Fatwa Yang Mana Harus Diunggulkan
Mana yang diunggulkan?
- Syafi'iyyah merinci tentang hukum air liur. Jika keluar dari perut, najis. Jika dari mulut, tidak najis. Kedokteran modern menegaskan air liur berasal dari kelenjar ludah di mulut.
- Syafi'iyyah dulu ikhtilaf tentang hukum rokok: mubah mengikuti al-ashlu fil asy-ya, makruh diqiyaskan dengan makan bawang dan karena ada potensi bahaya tapi derajat potensinya tak terlalu kuat, haram karena dianggap bahaya dan adh-dhararu yuzal. Kedokteran modern sepakat merokok berbahaya bagi kesehatan.

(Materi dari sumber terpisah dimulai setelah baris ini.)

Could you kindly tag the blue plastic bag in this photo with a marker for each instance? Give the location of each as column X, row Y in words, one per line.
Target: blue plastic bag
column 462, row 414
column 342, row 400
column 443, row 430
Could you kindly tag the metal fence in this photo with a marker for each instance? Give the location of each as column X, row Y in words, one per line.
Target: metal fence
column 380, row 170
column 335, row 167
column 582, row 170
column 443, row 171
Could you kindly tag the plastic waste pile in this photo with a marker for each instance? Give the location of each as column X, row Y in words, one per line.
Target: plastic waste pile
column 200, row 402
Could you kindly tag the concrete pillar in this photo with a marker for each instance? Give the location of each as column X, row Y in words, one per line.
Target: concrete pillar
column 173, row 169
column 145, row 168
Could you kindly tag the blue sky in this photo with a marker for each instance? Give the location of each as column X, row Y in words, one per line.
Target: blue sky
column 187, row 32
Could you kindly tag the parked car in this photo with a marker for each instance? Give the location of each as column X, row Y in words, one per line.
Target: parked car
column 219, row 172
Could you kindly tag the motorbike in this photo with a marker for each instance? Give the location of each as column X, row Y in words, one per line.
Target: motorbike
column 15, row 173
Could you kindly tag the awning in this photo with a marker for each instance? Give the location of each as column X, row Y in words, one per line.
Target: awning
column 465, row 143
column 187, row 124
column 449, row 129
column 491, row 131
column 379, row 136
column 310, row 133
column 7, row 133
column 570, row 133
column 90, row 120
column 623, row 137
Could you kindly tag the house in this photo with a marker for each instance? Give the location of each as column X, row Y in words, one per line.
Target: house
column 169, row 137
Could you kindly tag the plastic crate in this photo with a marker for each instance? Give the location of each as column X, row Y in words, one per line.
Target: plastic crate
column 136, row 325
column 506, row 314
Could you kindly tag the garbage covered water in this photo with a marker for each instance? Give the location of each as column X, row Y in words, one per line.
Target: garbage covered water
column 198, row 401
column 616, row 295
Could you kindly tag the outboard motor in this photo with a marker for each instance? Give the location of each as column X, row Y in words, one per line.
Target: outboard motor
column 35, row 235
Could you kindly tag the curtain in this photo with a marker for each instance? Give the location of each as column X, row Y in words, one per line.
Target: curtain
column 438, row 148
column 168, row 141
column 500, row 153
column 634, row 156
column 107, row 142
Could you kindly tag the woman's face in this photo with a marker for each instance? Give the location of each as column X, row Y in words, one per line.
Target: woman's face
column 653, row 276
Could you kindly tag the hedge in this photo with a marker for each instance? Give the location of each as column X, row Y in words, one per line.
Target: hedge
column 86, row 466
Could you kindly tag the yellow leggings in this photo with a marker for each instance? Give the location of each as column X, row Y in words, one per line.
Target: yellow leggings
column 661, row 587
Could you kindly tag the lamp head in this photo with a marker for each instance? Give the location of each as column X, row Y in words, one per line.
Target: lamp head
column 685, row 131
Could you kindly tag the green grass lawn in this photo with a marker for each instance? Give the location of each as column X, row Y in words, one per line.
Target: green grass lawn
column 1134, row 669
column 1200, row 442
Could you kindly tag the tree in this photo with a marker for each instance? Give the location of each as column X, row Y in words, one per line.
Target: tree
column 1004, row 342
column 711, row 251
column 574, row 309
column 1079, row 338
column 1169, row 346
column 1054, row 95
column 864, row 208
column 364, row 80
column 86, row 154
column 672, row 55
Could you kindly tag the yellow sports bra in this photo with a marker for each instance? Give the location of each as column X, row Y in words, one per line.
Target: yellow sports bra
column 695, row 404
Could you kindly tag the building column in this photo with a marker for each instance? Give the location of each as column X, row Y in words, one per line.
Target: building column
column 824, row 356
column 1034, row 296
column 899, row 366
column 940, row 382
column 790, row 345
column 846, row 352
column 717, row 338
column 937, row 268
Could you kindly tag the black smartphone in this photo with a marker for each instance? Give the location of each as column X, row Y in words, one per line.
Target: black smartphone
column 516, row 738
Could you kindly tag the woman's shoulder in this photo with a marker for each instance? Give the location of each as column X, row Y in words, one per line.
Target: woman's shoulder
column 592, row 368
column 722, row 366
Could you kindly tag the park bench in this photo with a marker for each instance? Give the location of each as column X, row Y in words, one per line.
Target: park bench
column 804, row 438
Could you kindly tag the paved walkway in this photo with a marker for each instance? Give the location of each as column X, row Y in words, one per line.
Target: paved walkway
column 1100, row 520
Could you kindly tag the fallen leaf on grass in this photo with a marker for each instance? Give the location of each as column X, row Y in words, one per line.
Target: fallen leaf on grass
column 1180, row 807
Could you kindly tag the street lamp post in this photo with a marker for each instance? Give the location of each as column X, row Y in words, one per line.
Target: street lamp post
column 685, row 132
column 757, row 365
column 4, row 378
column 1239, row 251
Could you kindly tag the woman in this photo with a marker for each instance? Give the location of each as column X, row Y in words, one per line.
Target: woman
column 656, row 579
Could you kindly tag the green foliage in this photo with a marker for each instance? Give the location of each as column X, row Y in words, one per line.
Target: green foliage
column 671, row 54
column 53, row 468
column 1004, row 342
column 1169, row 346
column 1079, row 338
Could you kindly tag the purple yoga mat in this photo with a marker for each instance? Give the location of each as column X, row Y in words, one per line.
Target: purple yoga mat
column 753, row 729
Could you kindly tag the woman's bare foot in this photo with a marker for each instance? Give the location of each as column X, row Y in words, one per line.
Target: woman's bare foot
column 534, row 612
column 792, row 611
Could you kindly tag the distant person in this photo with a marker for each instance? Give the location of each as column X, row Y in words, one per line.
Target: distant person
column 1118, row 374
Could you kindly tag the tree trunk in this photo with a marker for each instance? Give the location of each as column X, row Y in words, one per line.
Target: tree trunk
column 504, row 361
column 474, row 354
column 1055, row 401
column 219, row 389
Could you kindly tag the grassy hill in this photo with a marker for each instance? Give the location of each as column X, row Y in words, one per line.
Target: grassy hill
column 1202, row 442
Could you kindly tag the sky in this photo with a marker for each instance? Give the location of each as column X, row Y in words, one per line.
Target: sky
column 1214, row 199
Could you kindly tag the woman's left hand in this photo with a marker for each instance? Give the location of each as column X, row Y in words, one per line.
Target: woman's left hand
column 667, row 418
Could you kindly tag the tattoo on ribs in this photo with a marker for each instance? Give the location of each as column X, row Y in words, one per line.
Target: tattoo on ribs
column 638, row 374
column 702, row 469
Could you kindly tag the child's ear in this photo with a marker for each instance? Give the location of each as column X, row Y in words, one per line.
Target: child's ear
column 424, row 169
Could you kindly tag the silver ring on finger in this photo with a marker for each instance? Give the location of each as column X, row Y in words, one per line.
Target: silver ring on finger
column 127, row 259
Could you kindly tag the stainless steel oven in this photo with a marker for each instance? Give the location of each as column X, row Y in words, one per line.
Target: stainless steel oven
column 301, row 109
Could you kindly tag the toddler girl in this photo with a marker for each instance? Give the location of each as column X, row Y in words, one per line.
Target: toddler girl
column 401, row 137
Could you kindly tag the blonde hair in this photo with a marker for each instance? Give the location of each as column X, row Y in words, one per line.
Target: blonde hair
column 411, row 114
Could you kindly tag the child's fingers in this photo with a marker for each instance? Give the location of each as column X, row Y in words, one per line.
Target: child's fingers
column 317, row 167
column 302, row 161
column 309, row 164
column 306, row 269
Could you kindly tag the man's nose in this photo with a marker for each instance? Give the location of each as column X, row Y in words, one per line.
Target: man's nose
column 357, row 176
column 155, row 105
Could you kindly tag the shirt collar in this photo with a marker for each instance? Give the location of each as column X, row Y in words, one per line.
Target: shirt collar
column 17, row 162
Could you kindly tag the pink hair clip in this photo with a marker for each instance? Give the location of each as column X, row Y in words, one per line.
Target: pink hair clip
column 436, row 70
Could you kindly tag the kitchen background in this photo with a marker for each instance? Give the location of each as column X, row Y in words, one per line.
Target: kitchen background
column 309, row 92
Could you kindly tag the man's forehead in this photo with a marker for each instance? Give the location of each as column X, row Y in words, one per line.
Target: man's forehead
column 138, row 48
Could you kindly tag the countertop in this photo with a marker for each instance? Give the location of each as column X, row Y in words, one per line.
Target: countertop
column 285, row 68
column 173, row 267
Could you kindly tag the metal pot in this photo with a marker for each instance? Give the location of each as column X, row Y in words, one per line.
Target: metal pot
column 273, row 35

- Sebagian Syafi'iyyah menganggap tinta cumi najis karena ia sesuatu yang keluar dari perut, dan itu sama statusnya seperti muntah yang najis. Penelitian modern menyatakan tinta cumi tersebut berasal dari kelenjar khusus yang ada dalam tubuh cumi, bukan dari perut atau proses pencernaannya.
- Fuqaha Syafi'iyyah klasik menetapkan batas maksimal masa kehamilan adalah 4 tahun, berdasarkan istiqra, karena mereka melihat ada perempuan yang tampak hamil, dan masa kehamilannya terus berlangsung sampai melahirkan 4 tahun kemudian. Kedokteran modern menyatakan masa kehamilan sekitar 9 bulan saja, dan kalau lewat dari itu bisa berbahaya bagi janin, apalagi jika lewatnya sampai tahunan.
- Pendapat azhhar dan mu'tamad, perempuan hamil bisa keluar darah haid. Pendapat muqabil azhhar, tidak bisa. Kedokteran modern mendukung pendapat muqabil azhhar, bahwa perempuan hamil tidak mungkin keluar darah haid.
Pendapat Syafi'iyyah klasik di atas, didasarkan hasil istiqra, tahqiqul manath, dan penelitian kedokteran di masa mereka, bukan dari nash secara langsung, sehingga jika di masa sekarang terbukti keliru, maka ia ditinggalkan.
Syaikh Mushthafa bin 'Abdin Nabi, dalam "Mu'nis Al-Jalis" saat mengkritisi batas maksimal masa kehamilan yang ditetapkan fuqaha terdahulu, berkata: "Tidak perlu tetap berpegang pada pendapat fuqaha terdahulu yang keliru, yang seandainya mereka hidup di zaman sekarang, tentu mereka akan mengikuti penjelasan kedokteran modern."
Inilah pentingnya membangun dan menguatkan nalar fiqih, agar kita bisa berpikir sebagaimana fuqaha berpikir, tidak sekadar mengutip dan menukil saja perkataan mereka, namun ternyata salah tempat.